Surgically induced menopause, most commonly following bilateral oophorectomy, results in abrupt estrogen deficiency, leading to accelerated bone loss and a significantly increased risk of osteoporosis and fragility fractures. Compared to natural menopause, this condition is associated with more rapid deterioration of bone mineral density (BMD) and earlier onset of skeletal complications. Objective: to systematically evaluate current evidence on osteoporosis prevention in women with surgically induced menopause and to identify the most effective strategies for reducing bone loss and fracture risk. Methods: A systematic review was conducted in accordance with PRISMA guidelines. Electronic databases including PubMed, Scopus, and Web of Science were searched for studies published between 2000 and 2025. Eligible studies included randomized controlled trials, cohort studies, and meta-analyses assessing BMD changes, fracture risk, and preventive interventions such as hormone replacement therapy (HRT), calcium and vitamin D supplementation, and pharmacological treatments. Data were extracted and synthesized qualitatively due to heterogeneity among studies. Results: A total of 32 studies involving approximately 18,500 women were included.

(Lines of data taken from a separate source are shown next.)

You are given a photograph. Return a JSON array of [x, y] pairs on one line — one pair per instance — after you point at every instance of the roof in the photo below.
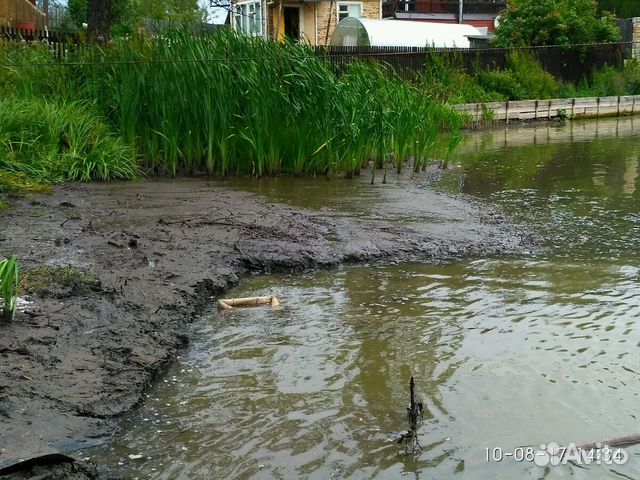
[[364, 32]]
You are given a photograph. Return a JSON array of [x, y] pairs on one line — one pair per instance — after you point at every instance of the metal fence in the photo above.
[[566, 63]]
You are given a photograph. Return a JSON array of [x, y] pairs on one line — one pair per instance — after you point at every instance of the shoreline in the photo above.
[[158, 252]]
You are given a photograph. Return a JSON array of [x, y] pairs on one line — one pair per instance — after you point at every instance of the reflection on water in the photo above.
[[506, 352]]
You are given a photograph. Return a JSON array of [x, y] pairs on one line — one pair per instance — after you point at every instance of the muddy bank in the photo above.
[[155, 253]]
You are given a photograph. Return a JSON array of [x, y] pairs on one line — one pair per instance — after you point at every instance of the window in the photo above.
[[349, 9], [248, 18]]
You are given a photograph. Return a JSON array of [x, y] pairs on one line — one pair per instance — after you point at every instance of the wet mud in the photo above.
[[158, 252]]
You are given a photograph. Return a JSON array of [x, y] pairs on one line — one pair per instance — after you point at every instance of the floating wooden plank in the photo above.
[[229, 303]]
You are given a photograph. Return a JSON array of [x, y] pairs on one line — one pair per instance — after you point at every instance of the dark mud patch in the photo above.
[[126, 266]]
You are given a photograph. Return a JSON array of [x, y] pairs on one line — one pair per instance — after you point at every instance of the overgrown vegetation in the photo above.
[[232, 105], [554, 22], [9, 279], [221, 104]]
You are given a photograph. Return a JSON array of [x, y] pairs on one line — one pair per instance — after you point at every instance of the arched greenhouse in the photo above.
[[363, 32]]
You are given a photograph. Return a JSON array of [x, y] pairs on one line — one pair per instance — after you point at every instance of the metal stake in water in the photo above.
[[414, 416]]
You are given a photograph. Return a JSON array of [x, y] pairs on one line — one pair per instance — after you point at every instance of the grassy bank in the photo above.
[[218, 104], [230, 105]]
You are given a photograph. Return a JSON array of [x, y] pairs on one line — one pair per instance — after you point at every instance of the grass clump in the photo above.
[[230, 104], [9, 280], [47, 140], [40, 280]]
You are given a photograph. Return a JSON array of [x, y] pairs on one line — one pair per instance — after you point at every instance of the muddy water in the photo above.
[[507, 352]]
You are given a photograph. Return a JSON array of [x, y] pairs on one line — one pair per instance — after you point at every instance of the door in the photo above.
[[292, 22]]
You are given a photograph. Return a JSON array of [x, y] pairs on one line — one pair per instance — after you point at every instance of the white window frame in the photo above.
[[339, 4], [242, 12]]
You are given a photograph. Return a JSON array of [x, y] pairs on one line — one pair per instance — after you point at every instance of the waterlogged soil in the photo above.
[[78, 355]]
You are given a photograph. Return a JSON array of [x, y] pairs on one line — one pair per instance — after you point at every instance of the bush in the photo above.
[[502, 82], [536, 82], [50, 141], [9, 279], [445, 80]]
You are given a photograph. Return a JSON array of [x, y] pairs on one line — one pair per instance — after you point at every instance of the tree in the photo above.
[[620, 8], [121, 17], [554, 22], [99, 19]]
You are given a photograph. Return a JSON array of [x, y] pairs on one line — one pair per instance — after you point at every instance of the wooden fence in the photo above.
[[590, 107], [21, 13], [60, 45]]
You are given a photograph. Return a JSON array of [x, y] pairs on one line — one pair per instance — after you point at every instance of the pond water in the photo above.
[[506, 352]]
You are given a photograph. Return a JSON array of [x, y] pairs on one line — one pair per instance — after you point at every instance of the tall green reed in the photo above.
[[236, 105], [9, 279]]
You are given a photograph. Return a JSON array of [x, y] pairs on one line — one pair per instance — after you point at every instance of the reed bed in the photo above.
[[9, 278], [229, 105]]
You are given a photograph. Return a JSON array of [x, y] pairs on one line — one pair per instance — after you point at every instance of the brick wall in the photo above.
[[328, 17]]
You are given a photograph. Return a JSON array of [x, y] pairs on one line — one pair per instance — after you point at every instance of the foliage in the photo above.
[[9, 278], [268, 108], [608, 82], [534, 80], [620, 8], [445, 79], [52, 140], [78, 10], [554, 22]]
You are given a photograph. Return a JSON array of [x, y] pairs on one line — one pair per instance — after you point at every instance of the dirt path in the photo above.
[[156, 252]]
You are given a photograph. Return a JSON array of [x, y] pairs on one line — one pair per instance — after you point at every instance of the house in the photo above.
[[309, 21], [21, 14], [481, 14]]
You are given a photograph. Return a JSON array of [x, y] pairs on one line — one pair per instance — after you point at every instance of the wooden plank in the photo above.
[[561, 103], [526, 105]]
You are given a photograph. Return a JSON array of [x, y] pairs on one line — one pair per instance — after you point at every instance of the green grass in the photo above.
[[268, 108], [9, 279], [45, 140], [224, 104]]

Surgically induced menopause was associated with rapid bone loss, with BMD declining by 2–7% annually in early post-surgical years. HRT demonstrated the most significant protective effect, reducing bone loss by 40–60% and lowering fracture risk by up to 50%. Calcium and vitamin D supplementation provided modest benefits, while bisphosphonates and other antiresorptive agents were effective in high-risk populations. Combined preventive strategies showed superior outcomes compared to monotherapy. Early initiation of treatment was consistently associated with improved bone health outcomes. Conclusion: Women with surgically induced menopause are at high risk for accelerated bone loss and osteoporosis. Early, combined, and individualized prevention strategies—particularly those including hormone replacement therapy—are essential to reduce fracture risk and improve long-term outcomes.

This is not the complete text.